Yeah, in theory, AI could handle orders in a bookstore, for example, and a robot could even pack them, and the logistics chain could probably be streamlined too.
But what about in practice, when we’re talking about, say, the manufacturing industry? You don’t just suddenly teach AI about assembly—which part of a piece needs to be protected during sandblasting, whether it’s better to machine or weld first in a given case, and who plans the production? Is the AI going to coax a painter into staying for overtime again, since those large, variable parts aren’t being painted by any robot even today.
We also have food delivery robots, and the grocery stores aren’t empty yet. There are chatbots, yet people still want a human when problems arise because the bot can’t apply any context. Banks use automated decision-making for small loans, but apparently, the risk is too high since you don’t get a mortgage just by pressing a button.
Of course, working life changes and evolves, but I doubt the change is as fast in every field as people fantasize. In negotiations, people want to negotiate with humans, and quality has to be monitored by a human. Innovation also requires a human.
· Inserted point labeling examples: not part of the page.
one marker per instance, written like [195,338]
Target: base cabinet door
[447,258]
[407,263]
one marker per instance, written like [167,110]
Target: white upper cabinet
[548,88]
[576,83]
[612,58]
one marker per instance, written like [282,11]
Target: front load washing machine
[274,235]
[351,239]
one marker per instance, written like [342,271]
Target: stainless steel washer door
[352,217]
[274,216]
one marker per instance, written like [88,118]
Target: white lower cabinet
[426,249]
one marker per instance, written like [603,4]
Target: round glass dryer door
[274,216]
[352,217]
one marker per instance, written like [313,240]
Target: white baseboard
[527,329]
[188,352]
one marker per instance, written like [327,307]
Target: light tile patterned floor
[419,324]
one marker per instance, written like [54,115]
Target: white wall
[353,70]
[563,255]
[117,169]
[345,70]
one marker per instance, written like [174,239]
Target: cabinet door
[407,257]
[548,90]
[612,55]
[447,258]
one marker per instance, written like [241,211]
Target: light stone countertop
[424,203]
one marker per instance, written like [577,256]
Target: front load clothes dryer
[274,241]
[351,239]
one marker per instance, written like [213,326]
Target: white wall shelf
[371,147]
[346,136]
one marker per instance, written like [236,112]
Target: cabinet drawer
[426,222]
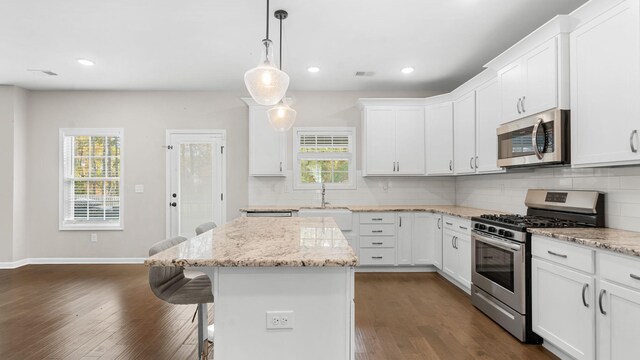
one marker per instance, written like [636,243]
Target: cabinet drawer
[377,229]
[563,253]
[377,241]
[386,256]
[456,224]
[377,218]
[619,269]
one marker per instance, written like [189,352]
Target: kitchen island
[297,269]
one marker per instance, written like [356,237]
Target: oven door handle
[500,244]
[534,139]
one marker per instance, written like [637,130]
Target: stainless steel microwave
[540,139]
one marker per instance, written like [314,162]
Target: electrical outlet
[280,320]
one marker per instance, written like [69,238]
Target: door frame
[223,169]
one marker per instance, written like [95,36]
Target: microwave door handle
[534,136]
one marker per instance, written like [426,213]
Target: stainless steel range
[501,253]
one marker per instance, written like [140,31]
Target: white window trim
[351,156]
[79,132]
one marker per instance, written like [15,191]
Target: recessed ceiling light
[86,62]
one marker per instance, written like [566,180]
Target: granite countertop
[263,242]
[620,241]
[461,211]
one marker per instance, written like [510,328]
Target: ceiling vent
[47,72]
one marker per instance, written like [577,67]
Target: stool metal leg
[203,323]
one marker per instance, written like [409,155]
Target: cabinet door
[559,315]
[605,87]
[464,131]
[619,328]
[540,78]
[440,139]
[449,254]
[511,91]
[487,121]
[463,245]
[404,238]
[267,147]
[410,139]
[380,135]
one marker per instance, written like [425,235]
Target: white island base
[321,299]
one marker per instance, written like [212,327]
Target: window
[324,155]
[91,179]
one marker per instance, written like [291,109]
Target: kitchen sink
[342,216]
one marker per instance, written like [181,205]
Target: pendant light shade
[266,83]
[281,117]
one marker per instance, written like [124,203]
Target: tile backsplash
[506,192]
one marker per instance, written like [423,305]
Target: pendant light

Related to the topic, I also asked the paid version of ChatGPT: Not a bad reflection.
AI’s impact on employment over the next 10 years is not binary (“increase” or “not increase”), but a macroeconomic balance between three forces:
automation vs. productivity growth vs. the emergence of new industries
Structural analysis below.
- Mechanism: how AI can increase unemployment
This happens if automation progresses faster than the economy can create new jobs.
High-risk job categories
Especially tasks involving:
repetitiveness
rule-based nature
text processing
standardized decisions
Examples:
customer service
entry-level analysis
translation work
administrative documentation
In these, AI can replace 30–70% of tasks without significant investment.
- Mechanism: how AI reduces unemployment
Historically, technologies have eventually increased employment because they:
lower production costs
increase demand
give birth to new industries
Historical examples:
electricity
the internet
industrial automation
All were feared → all created more jobs in the long run.
- Most likely scenario over a 10-year timeframe
Macroeconomic realism:
| Period | Impact |
|---|---|
| 0–3 years | local job loss |
| 3–7 years | structural change |
| 7–10 years | balance |
Meaning, in the short term, unemployment may rise in some sectors.
- Where unemployment is most likely to grow
Most likely sectors:
routine office work
basic analytics
bulk-level content production
junior-level roles
Important note:
AI replaces tasks, not entire professions
- Where employment grows
AI increases demand especially in:
technical design
monitoring and quality assurance
decision-making
creative work
physical jobs that cannot be automated
- The biggest risk is not unemployment, but this
Researchers consider the most likely impact to be:
growth in income inequality
Reasons:
productivity for high-skilled labor increases significantly
low-skilled work does not scale
- Economic consensus forecast
Summary of most labor market models:
on a global scale within 10 years
unemployment is unlikely to rise permanently
but the labor market will change drastically
Final analysis
Most likely realistic scenario:
AI increases temporary unemployment in some sectors, but does not lead to permanent mass unemployment globally over a 10-year period.
The biggest change is not the number of jobs but:
work structure
required skills
wage distribution
Condensed answer:
AI is unlikely to permanently increase global unemployment within 10 years — but it will change the labor market more significantly than any technology since the internet.